This is very difficult for me to write about. It is now more than a week since the inauguration. I have waited to post this article in order to be certain I wanted to voice these concerns. On the day after the inauguration of Barack Obama, I was basking in the sense of hope and the realization of accomplishment that we have risen above the bigotry and racial separation that has long limited our full flowering as a people and as a nation. As I rode this wave of enthusiasm about the opportunities now open to us I was brought down to earth with a thud as I realized once again that not everyone feels the same as I do. For some this was still just another election. Still just politics. Still based in self-interest. I guess I am naïve after all. I guess it is too much to hope for that humanity could grasp the real potential for change that is before us. I realized that my path in life had perhaps prepared me to view life differently than many others.
Barack Obama stated in his address that 60 years ago his father would not have been served in a restaurant in the town where he, Barack, now stood taking the oath of office for President. I was so sad because I now realized and remembered what it was like those 60 years ago. I remember the hardship and deprivation and segregation. I did not experience it at that time. As a white person my whole culture and world offered a different set of opportunities and advantages that were taken for granted.
As a child growing up in Portland, Oregon I thought nothing about racial bigotry. I didn’t have any problems thinking about equality or non-equality. As far as I am aware my family exhibited none of the characteristics of racial bigotry. I was raised to respect the individual regardless of heritage or ethnicity. We had a black population and I had no problem with that. Today, I remember that one of the reasons I had no problem with segregation was because that black population was conveniently gathered in their own community. I did not see a black child in grade school. I did not see a black child in high school.
In the late 60s, as a faculty member at seminary, it became quite clear to me that two different worlds co-existed and not in harmony. The school had hired an imposing black man as an adjunct faculty member whose job it was to help bring awareness to our organization of ways we needed to face our white-based operations and open ourselves as Christians to the integration of ideas, cultures and persons within minority communities. It was a tense time of confrontation and it was not easy for many in the white community to understand what all the fuss was about. White people were guilty for the segregationist views that kept minorities in their place. White people often denied they had anything to do with such attitudes. They did not personally hold back minorities from progress.
This naiveté was brought clearly to my attention one day as I conversed with John, the black faculty member. I had asked why there was a general anger against all white people whether they were segregationist or people who never had any encounters with the black community. He said that because I was white I was guilty. It did no good to protest that I felt I had never acted in a way that harmed a black person. He made the point that as part of the white culture I was part of the limitation the black culture had to endure.

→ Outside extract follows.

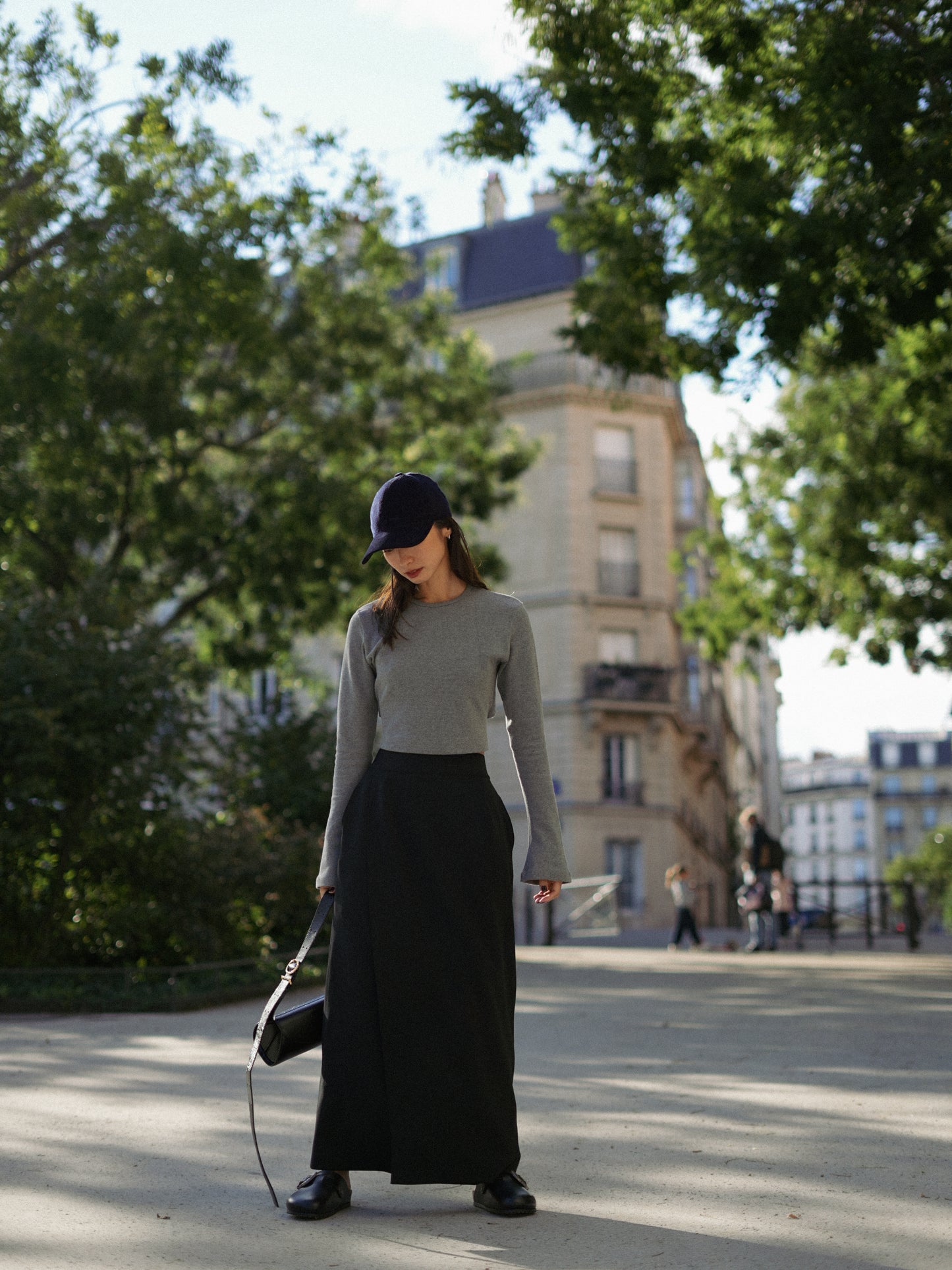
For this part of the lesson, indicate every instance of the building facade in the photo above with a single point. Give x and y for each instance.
(829, 828)
(912, 788)
(653, 749)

It is not my intention here to go into the subsequent details that helped me realize it is not enough to have not personally held segregationist ideas. One must begin a proactive intention to understand the issues and consciously change the cultural position in one’s thinking and acting. To the best of my ability I did that. Being able to attempt these changes among many other attitudinal changes I have made through the years brought me to a point where I tended more toward seeing the likenesses in others rather than the differences. I do not imply that I have perfected this process, but I do know that I have come a long way toward accepting others for who they are rather than requiring them to embody my expectations.
So, again, I have been given the opportunity to see that not everyone thinks as I do. Surprise, surprise! There is still work to do. No, not work to convince others to be what they are not. The work is to be clear about who I am and what I believe. As I make the effort to live what I believe and to share my thoughts and beliefs as clearly as I am able, perhaps others will find something that intrigues them to ask “Why does he believe that?” That, my friends, can be the beginning of openness to new possibilities.
I admit to times of deep discouragement and disappointment in my fellow human beings. That so many hang on to threads of thought that have never produced anything but disappointment is a mystery to me. My conclusion about that to this point is that we have given up our sense of personal responsibility for so long that now we believe it really is someone else’s job to take care of us. While we blame government and politicians for acting without regard for our well being, we at the same time tell them to stay out of our lives. A real community does not work that way. A live community, a successful community, calls on all members to participate in every way they are able. For that positive participation the community prospers and grows and all are served in harmony and satisfaction.
Something more is going on here than concerns about racism. There are major concerns about whether we can rise above politics as usual. It is time to ask ourselves in the context of personal responsibility and what we expect of each other and our government: “What do I believe and why do I believe it? Are my beliefs a positive contribution to my society?”